Alex Tabarrok relays a suggestion today from climate skeptic Ross McKitrick for a carbon tax that would be tied to changes in global temperatures. If temps go up, the tax goes up. If they don’t, the tax stays low. “In theory, both climate change proponents and skeptics ought to agree to this proposal, but I predict the proponents will object,” Tabarrok says, and sure enough:
Addendum: As predicted most of the objections (in the comments) are from climate change proponents. In essence, they argue that the problem is so serious that we must act before the evidence is in. Aside from the obvious epistemic problems with such a position do note that a) this is a way of getting agreement where otherwise there might be none b) the tax can be non-linear so it rises (in Bayesian fashion) with the strength of the evidence, i.e. the tax need not always lag.
I know this is my usual cynicism showing, but I suspect pretty strongly that (a) is just wrong. Conservatives will never agree to anything like this as long as they’re caught in their current cocoon of base pandering denialism and obstruction. There might be individual conservatives out in think tank land who are willing to discuss this in an academic fashion, but real-world political conservatives almost unanimously think global warming is a hoax designed to allow liberals to take command of the economy. As long as that’s the case, I think ideas like this will never gain any traction.
As for (b), the devil’s in the details.
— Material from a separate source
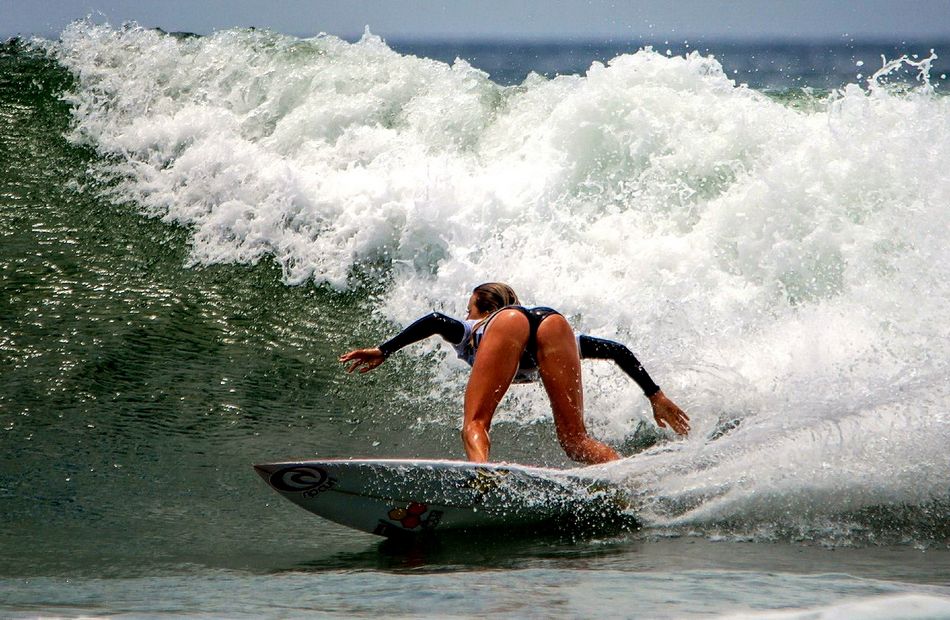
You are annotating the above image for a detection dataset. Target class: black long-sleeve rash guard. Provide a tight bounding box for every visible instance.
[379,312,465,357]
[379,312,660,396]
The problem is that temperatures lag CO2 increases, and CO2 stays in the atmosphere essentially forever. By the time temperatures have actually risen, say, 2°C, CO2 concentrations will already be above 500 ppm and there will be nothing we can do to bring them down. A big carbon tax at that point will have no effect at all. We need a tax that anticipates future changes, not one that reacts to them.
So what, then, would “strength of the evidence” mean in practice? Since CO2 is a precursor to climate change, we inevitably have to rely on models of some kind to predict future temperatures. But skeptics don’t trust climate models, so McKitrick proposes instead a relatively simple function tied to a specific measure of temperature increase:
I suggest that for measuring the effect of greenhouse gases, s(t) should be defined as the mean temperature of the tropical troposphere. Both the UAH and RSS series for the tropical troposphere are updated monthly on-line. I will take the simple annual mean of these two as the appropriate measure.
….[Constants are selected so that the tax in 2002] is $15 per metric tonne of carbon equivalent, in line with the average of about 100 studies of the per-tonne marginal global costs of greenhouse gases as reported in Tol (2005)….As shown in Table 2, [the tax] falls below zero for much of the time prior to the late 1990s. The value reaches a peak of $35.60 in 1998, falls to $15 as of 2002 and is at $8.93 as of 2007.
As I said, I don’t think this kind of proposal is meaningful in the current political climate, but as a talking point it could be interesting. Obviously the precise nature of the tax (how big it is, how sensitive it is to temperature changes, whether it should change annually or be set on the basis of a multi-year moving average, etc.) is all debatable. But what about the basic idea? If it were politically feasible, and not just a distraction from real-world proposals, would something like this be a good idea?